Splitting CRAM files
0
0
Entering edit mode
9 weeks ago
langziv ▴ 20

Hello.
It looks like the CRAM files I have consist of multiple genomes' data. If that's even possible, is there a way to split each file into separate ones so that each will include data from a single genome?

CRAM-files sequence-alignment • 782 views
0
Entering edit mode

why would you want to do that ?

0
Entering edit mode

I need to do variant calling, and I need to associate variants with their respective genome.

0
Entering edit mode

most SV callers will accept a BED file / a range to call a specific interval.

0
Entering edit mode

I noticed the problem after I did the variant calling. I got VCF files with no associations between variants and genomes.

0
Entering edit mode

If this is related to Getting information on CRAM files from headers inside the files then we don't know that there is actually more than one genome in the files you have.

My suspicion is that you don't have multiple genomes. Examine the read headers and see if you have multiple flowcells/lanes/flowcell serials numbers present.

0
Entering edit mode

Thanks @genomax.
I'm not sure how to identify flowcells/lanes/flowcell serials numbers in CRAM files. Can you give an example?

0
Entering edit mode

You will need to examine the reads id's in column 1 of the alignments.

Sequence identifiers are explained in this Wikipedia section.

0
Entering edit mode

Thanks, but this link explains the structure of FASTA files. I don't have FASTA files.
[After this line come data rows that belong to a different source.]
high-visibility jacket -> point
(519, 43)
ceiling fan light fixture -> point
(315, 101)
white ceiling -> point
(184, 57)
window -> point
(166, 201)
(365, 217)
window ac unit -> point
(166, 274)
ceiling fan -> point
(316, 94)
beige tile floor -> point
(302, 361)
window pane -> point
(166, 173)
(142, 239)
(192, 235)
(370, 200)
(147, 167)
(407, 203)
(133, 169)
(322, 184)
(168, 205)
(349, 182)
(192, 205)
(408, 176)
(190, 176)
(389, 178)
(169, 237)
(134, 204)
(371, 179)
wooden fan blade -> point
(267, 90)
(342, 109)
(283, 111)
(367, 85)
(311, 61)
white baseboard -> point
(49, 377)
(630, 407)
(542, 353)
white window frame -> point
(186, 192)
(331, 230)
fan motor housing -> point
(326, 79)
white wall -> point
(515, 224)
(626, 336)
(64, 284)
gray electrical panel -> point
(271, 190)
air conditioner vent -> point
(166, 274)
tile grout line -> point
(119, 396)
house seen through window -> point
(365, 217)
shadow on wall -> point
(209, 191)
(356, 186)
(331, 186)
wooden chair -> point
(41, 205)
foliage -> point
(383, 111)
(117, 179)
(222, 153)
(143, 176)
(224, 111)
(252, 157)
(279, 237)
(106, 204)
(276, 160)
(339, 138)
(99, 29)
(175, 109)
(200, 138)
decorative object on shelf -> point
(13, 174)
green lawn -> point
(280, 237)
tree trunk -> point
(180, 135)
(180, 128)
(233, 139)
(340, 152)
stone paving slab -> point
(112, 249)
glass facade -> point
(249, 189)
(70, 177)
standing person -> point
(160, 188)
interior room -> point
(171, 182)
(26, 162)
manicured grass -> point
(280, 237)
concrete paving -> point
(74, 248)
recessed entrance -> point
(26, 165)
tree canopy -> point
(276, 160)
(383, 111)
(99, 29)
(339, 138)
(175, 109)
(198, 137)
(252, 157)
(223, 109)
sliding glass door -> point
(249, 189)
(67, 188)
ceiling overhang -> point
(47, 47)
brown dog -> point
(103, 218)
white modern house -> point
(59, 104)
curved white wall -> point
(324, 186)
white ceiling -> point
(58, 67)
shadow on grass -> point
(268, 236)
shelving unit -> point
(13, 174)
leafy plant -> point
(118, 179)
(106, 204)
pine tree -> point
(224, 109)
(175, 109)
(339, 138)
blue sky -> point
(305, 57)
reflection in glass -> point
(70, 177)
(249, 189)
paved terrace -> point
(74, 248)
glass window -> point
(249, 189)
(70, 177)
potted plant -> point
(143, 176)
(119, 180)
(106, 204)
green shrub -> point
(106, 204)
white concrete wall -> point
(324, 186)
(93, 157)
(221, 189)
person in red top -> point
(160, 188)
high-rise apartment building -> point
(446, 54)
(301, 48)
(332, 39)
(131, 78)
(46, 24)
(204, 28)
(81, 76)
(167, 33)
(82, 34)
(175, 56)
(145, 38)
My initial data are in CRAM files.

0
Entering edit mode

Thanks, but this link explains the structure of FASTA files.

You will need to examine the reads id's in column 1 of the alignments.

0
Entering edit mode

So I need to convert the CRAM files to FASTQ files in order to get that information?

0
Entering edit mode

Yes. You could do this on the fly.

$samtools view new.bam | cut -f1 -d$'\t' | cut -f1-4 -d\$':' | sort | uniq
NS500177:19:H2HLYAFXX:1
NS500177:19:H2HLYAFXX:2
NS500177:19:H2HLYAFXX:3
NS500177:19:H2HLYAFXX:4


This is the same FC with 4 lanes.

0
Entering edit mode

Thanks.
So it means that it's a single genome?